Selon l’intéressé, cette direction double prend sens quand les modifications du SI visent à répondre à des stratégies métier et des changements de modèle opérationnel clairement définis. « Dans ces deux cas, il y a une véritable opportunité d’un travail en commun entre la DSI et les métiers », poursuit Didier Dechoux.

Si les directions informatiques investissent dans le pilotage et la mesure des systèmes d’information, la plupart d’entre eux (60 %) n’arrivent pas à maîtriser pleinement les coûts et les performances des projets qu’ils déploient. Cela va de pair avec une gestion complexe des contrats pour 90 % des DSI interrogés et une insatisfaction concernant les services des prestataires pour 70 % d’entre eux.

« Depuis la crise de 2008 et même un peu avant, il y avait eu un travail important qui avait été effectué pour gagner en maturité concernant la gestion des coûts et les relations avec les prestataires. Nous sommes à un niveau assez classique sur ces deux sujets-là », avance Adrien Raque.

La communication, le « paradoxe » de la DSI

Là où le bat blesse, c’est la communication et le marketing (0,5 sur 3) en interne. « Le niveau n’est pas aussi uniforme qu’en matière de cybersécurité ou de gestion. Les DSI savent que c’est un sujet important, mais ils le considèrent comme le dernier sujet d’investissement, face à la gestion des infrastructures et de la cybersécurité », relate Adrien Raque.

« C’est presque un paradoxe », avance Didier Dechoux. « S’il y a bien une direction qui est en communication avec tout le reste de l’entreprise, c’est la DSI. Elle vient équiper la totalité des autres départements, quelle que soit la nature de l’outil. Dans un même temps, elle n’arrive pas à faire passer le bon niveau de communication, y compris à l’intérieur de la DSI ».
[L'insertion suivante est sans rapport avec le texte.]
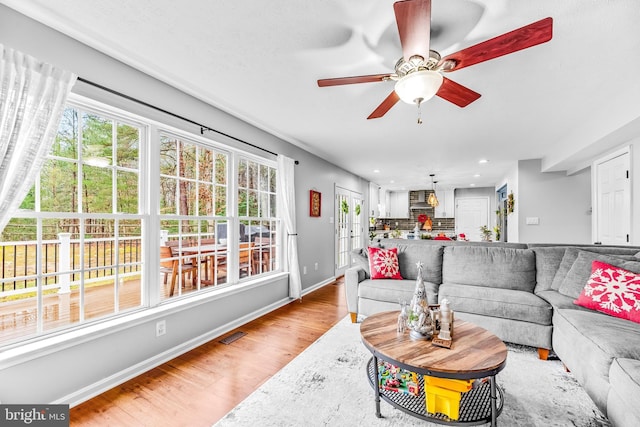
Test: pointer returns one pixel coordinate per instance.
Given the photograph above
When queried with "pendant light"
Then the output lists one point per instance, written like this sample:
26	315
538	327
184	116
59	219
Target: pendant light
433	200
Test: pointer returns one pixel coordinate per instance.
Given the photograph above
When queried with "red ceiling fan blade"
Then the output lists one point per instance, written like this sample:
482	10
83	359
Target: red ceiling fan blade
456	93
528	36
414	26
386	105
352	80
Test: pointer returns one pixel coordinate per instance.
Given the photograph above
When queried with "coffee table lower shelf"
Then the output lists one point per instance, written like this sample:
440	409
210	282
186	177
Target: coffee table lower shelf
475	405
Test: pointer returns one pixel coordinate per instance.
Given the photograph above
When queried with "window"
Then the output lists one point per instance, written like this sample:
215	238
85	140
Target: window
116	191
257	215
193	208
73	254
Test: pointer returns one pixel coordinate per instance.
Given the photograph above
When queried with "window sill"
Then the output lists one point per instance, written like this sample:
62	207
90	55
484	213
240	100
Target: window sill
40	347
Selon le directeur des systèmes d’information de Loxam, il faut profiter des points réguliers avec le comité de direction « pour faire passer les messages en capitalisant sur les succès : ce qui a été livré, ce qui a été réparé rapidement ». « Avoir une structure PMO bien organisée peut aider dans cette communication, c’est un vrai vecteur afin de favoriser les communications internes à la DSI et externes », ajoute-t-il.

Un retour aux « bases » ?

Il faut dire que les responsables IT interrogés arboreraient « des positions archétypales », selon Adrien Raque.

« Aujourd’hui, le travail du DSI est évalué à l'aune d'une chose à la fois très simple et très sophistiquée : le smartphone ».
Didier DechouxDSI, Loxam

Le cabinet iQo identifie quatre types de parcours qui peuvent se croiser. Certains DSI mettent les données au centre de leur activité, tandis que d’autres prônent une approche technologique consistant à fournir les capacités dont les métiers pourraient se saisir. Une petite portion d’entre eux soulignent l’importance de cas d’usage emblématiques, comme le développement de jumeaux numérique ou de parcours clients enrichis. Une dernière part des DSI, plus grande, se retrouvent dans l’approche « Back to basics » consistant à assurer la stabilité des environnements opérationnels.

« Aujourd’hui, le travail du DSI est évalué à l’aune d’une chose à la fois très simple et très sophistiquée : le smartphone », souligne Didier Dechoux. « Quand cela ne fonctionne pas, les métiers ne comprennent pas, car leur smartphone fonctionne à peu près tout le temps ».

Le fait de « garantir un système d’information robuste, pérenne, stable » doit permettre au DSI d’acquérir la légitimité nécessaire à l’activation d’un (ou des autres) parcours, suivant le secteur d’activité et les priorités de l’entreprise, juge Didier Dechoux.